Дьяченко едва успел проводить хлыст взглядом, как на плечи ему обрушился комок мышц и ярости и в тот же миг впился в шею когтями. Валька заревел! Попытался скинуть незнакомца - тот клещом вгрызся в его спину. От невыносимой боли потемнело в глазах, сердце, казалось, замерло в ожидании смерти. Человек пошатнулся... удержал равновесие... и, собрав последние силы, ударил единорогом о стену. Тотчас знакомый детский крик резанул ему слух! Что-то свалилось с его плеч, упало под ноги, завертелось, закружилось, продолжая вопить и стонать... Вдруг все стихло, и Дьяченко увидел перед собой карлика. У него были больные глаза и непомерно большая голова, похожая на школьный глобус. Вместо материков и океанов на ней было разбросано с полдюжины красно-желто-оранжевых пятен.
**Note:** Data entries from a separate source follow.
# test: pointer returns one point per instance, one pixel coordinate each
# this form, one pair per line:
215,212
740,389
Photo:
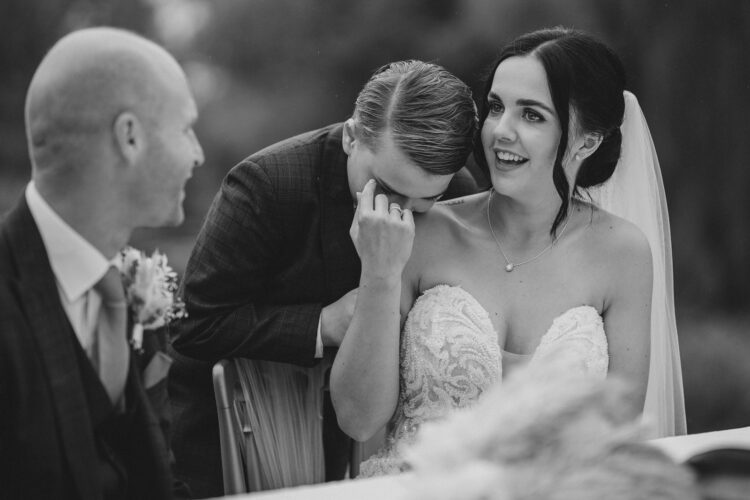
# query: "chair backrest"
270,425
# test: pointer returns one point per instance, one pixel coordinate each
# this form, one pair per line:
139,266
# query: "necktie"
112,352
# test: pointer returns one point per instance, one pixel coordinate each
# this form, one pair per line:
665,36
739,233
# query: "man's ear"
349,136
129,136
589,144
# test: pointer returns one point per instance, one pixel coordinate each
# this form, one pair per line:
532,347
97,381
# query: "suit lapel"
340,258
53,333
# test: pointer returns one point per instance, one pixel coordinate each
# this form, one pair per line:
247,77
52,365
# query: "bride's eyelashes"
495,106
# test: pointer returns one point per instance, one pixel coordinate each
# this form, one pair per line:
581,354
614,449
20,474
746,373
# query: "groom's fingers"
407,216
368,193
381,204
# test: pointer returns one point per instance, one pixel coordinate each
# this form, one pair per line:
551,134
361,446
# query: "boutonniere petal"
150,288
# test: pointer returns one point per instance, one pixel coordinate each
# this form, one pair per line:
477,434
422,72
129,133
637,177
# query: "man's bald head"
83,84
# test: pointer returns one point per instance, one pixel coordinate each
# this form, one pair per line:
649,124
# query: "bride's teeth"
504,156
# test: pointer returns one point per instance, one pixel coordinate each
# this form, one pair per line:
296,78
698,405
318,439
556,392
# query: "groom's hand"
335,319
383,235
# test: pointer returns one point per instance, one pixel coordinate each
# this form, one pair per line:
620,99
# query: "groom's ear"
349,136
129,136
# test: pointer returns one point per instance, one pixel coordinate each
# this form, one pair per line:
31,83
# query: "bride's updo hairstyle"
585,75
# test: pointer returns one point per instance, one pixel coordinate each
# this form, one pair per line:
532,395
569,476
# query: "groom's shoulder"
306,149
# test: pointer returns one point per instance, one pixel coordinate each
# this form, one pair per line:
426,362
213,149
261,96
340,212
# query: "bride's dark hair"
582,73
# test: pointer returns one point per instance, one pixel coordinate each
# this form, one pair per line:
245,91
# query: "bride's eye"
532,116
494,106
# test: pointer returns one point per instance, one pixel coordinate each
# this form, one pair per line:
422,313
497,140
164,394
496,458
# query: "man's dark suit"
54,411
273,251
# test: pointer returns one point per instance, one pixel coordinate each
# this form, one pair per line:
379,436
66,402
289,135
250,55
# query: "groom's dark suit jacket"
274,249
59,435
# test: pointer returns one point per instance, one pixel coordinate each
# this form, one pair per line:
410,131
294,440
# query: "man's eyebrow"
393,191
Пятна непрерывно и вразнобой пульсировали.
- Твоя взяла, человече, - устало качнул головой карлик и тут же зашелся в кашле, сухом и трескучем. Сейчас голос его был похож на голос простуженного ребенка. Дьяченко растерялся. Он тупо уставился на уродца, не зная, что делать ни с ним, ни со своими руками. В одной он по-прежнему сжимал меч, в другой - уже порядком изуродованный сувенир... Чувство, близкое к жалости, на миг шевельнулось в Валькиной душе, да тут же исчезло. Этот головастик мог запросто задушить его!
А фрукт попался редкостный - таких прежде Дьяченко ни разу не встречал. Ни в одном из трех миров, где успел побывать.